O Velho Canoeiro
Todos a chamavam de dona Guidinha, uma forma carinhosa de abreviar o nome originado de um belíssimo exemplar de flores.
Encontrei-a, pela primeira vez, tirando água da cacimba, em pleno meio-dia. Na ocasião ela usava da força de seus braços delgados para içar o balde que vinha transbordante de água salobra.
Após depositar todo o líquido no interior de um pote, rapidamente correu para o moinho a fim extrair o caldo das canas-de-açúcar.
Sua cabana de barro ficava à sombra de uma goiabeira e, mais adiante, vários coqueiros perfilados davam um toque especial à paisagem.
No terreiro, várias aves disputavam farelos de pão e faziam uma algazarra danada. Um cajueiro arqueava a copa, preguiçosamente, inundando tudo de sombra e folhas.
Seu Nestor, o marido, estava no abrigo de sempre, na oficina onde artesanalmente fabricava canoas, profissão que aprendera desde quando as utilizava no pescado.

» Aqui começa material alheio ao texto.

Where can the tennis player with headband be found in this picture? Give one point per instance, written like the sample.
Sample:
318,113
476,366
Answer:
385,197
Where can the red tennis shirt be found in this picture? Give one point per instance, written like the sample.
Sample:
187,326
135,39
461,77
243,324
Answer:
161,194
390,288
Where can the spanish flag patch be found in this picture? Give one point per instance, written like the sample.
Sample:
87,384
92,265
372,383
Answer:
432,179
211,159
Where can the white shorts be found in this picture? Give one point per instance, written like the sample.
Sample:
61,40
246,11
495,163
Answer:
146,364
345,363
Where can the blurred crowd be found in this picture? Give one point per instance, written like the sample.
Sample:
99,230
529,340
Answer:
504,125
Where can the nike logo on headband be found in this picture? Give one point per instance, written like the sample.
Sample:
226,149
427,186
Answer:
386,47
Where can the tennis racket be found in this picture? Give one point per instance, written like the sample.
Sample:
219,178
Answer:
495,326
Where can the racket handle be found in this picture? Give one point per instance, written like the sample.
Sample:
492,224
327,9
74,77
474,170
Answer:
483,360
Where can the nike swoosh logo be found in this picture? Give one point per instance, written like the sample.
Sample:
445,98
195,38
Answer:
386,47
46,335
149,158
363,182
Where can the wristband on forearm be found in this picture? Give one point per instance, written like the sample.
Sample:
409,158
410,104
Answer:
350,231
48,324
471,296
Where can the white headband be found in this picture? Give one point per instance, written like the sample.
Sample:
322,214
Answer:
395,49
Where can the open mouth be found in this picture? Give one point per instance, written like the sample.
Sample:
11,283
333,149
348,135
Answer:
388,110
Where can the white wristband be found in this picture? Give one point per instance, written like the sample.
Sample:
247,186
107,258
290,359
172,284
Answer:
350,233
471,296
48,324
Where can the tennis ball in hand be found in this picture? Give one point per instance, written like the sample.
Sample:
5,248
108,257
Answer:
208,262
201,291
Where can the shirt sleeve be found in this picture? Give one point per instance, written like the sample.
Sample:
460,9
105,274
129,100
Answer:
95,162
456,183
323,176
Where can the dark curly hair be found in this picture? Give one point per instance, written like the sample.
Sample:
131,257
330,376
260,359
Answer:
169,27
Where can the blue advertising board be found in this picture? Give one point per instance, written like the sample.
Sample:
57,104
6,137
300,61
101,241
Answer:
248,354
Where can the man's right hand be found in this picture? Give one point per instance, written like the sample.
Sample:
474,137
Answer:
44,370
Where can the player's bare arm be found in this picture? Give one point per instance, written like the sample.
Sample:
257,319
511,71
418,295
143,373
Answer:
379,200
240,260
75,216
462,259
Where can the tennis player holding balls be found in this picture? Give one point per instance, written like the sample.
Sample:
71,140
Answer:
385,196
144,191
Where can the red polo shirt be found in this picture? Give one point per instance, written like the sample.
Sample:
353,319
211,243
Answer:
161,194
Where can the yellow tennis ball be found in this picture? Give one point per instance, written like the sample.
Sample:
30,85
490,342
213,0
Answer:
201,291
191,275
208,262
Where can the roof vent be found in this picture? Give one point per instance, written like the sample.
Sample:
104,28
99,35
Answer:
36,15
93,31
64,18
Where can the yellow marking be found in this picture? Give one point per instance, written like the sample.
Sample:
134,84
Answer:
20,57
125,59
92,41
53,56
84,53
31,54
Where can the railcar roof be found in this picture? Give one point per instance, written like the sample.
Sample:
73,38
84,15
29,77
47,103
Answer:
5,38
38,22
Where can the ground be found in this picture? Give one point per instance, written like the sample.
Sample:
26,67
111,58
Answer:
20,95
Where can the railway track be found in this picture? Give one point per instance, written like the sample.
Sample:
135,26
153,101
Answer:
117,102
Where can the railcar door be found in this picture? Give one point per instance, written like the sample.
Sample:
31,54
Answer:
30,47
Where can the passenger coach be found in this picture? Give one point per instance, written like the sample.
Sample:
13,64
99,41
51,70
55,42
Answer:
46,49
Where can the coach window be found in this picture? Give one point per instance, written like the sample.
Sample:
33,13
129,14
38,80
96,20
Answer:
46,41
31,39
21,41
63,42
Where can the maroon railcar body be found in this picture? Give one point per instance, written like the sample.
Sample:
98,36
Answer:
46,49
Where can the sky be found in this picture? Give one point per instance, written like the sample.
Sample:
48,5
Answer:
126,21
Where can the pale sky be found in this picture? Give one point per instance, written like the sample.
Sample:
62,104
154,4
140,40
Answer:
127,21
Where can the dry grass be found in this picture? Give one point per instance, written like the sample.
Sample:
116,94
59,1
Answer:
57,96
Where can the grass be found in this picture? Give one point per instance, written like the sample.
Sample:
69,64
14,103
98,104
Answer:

O casal levava uma vida de árduo trabalho em absoluta tranquilidade.
Até que um dia a companheira contraiu estranha doença e atendeu mais cedo ao chamado do Pai.
Apesar da perca irreparável, seu Nestor acumulou tarefas e foi tocando a vida. Suas mãos hábeis mais e mais encantavam com a perfeição dos entalhes na madeira.
Todas as noites, antes de dormir, o velho canoeiro relembrava da amada, o coração embebido de saudade.
Em um de seus sonhos, teve a visão de sua mulher a sorrir-lhe e cuidou ter sentido um perfume adocicado de certa flor do campo.
Acordou com uma leveza no espírito e cumpriu regularmente o seu ofício.
À noitinha, olhos fitos numa grande imensidão de areia que se perdia ao longe, dividiu a solidão com as estrelas que pontilhavam o azul-marinho dos céus.
De repente, como por encanto, uma lua dourada surgiu atrás da cortina de palha dos coqueiros e, brincando de bem-me-quer, derramou sobre o velho uma chuva de pétalas de margarida.